Facilitymanagement blijft voor velen nog altijd een mysterieus begrip. De definitie is nochtans eenvoudig: het beheer van alle functies die de hoofdactiviteit ondersteunen. Maar die ondersteunende functies verschillen wel van sector tot sector en van bedrijf tot bedrijf. En ze kunnen soms ook erg breed uitwaaieren. Vandaar misschien de verwarring.
Facilitymanagement krijgt ook nog niet zo heel lang de aandacht die het verdient. Neem het voorbeeld van het technische beheer (onderhoud van het gebouw, exploitatie, onderhoud van de installaties, sitebeheer, …), een van de klassieke pijlers van het facilitymanagement.
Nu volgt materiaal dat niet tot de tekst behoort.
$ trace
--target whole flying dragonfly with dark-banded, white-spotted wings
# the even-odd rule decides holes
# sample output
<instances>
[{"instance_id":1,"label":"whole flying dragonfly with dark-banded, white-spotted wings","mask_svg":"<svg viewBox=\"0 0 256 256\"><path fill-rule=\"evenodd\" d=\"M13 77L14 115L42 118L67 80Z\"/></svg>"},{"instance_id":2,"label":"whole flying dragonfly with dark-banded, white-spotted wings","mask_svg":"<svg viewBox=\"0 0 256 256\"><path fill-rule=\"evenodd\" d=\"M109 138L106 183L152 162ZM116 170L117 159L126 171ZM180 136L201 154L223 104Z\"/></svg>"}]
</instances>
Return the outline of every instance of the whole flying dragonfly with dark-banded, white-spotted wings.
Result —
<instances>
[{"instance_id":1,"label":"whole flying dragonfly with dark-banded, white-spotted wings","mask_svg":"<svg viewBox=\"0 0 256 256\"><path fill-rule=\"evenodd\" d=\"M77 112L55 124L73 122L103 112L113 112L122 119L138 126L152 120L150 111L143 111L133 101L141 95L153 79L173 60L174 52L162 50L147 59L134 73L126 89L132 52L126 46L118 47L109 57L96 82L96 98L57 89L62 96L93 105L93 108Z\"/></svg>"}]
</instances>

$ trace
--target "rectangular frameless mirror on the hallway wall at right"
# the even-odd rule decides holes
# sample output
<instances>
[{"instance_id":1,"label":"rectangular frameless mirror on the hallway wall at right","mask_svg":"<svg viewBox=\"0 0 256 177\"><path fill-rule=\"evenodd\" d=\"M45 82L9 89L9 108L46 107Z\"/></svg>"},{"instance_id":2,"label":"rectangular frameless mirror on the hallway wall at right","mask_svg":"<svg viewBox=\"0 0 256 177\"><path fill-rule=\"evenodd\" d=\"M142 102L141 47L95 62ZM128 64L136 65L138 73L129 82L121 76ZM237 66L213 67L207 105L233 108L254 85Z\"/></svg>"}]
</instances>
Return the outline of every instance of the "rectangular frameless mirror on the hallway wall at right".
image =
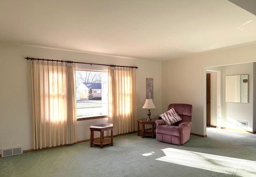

Meer dan dertig jaar was het technische beheer van vastgoed een uiterst discrete activiteit die in de schaduw stond van alles wat met nieuwbouw had te maken.
Tot midden jaren zeventig deden de verantwoordelijken voor het bedrijfsbeheer ook vooral hun best om de ‘edele’ functies van de bedrijfsactiviteit te optimaliseren. De functies waarmee ze marktaandeel konden verwerven, innove-ren, nog meer produceren… Vastgoed was toen vooral een kwestie van imago. Met beheersverplichtingen en -kosten werd nauwelijks rekening gehouden.
De vraag naar rentabiliteit en transparantie heeft dat echter veranderd. Logisch: vóór de energiecrisis wogen vastgoedkosten niet echt op de resultatenrekening. De eisen van de decision makers waren navenant. Er waren twee opeenvolgende olieschokken en enkele decennia van globalisering voor nodig om van de werkingskosten een managementprioriteit te maken.
Uitvoeren of laten uitvoeren?
In de Verenigde Staten, en later in Engeland en Nederland, waren de ondersteuningsfuncties al snel het voorwerp van systematische uitbesteding bij externe leveranciers. Bij ons werden ze eind jaren negentig nog veelal toevertrouwd aan interne en weinig gewaardeerde teams. “Toen ik in 1998 bij Siemens overstapte naar het departement facilitymanagement, noemden de meeste collega’s dat nog de onderhoudsdienst,” herinnert Roland De Coninck zich, voormalig vicevoorzitter van de Belgische IFMA-tak (International Facility Management Association) en vandaag mobility manager bij Siemens. “Dat was een ander tijdperk. Facilitymanagement heeft er eerst toe bijgedragen dat een beleid voor het beheer van het vastgoedpatrimonium op de sporen werd gezet. Later werd een nieuwe aanpak voor de globale mobiliteitsstrategie uitgewerkt en geïmplementeerd. Bij Siemens is facilitymanagement nu een departement dat meetelt.” En wel in die mate dat het bedrijf zijn knowhow terzake commercialiseert. Volgens De Coninck toont een dertigtal bedrijven interesse.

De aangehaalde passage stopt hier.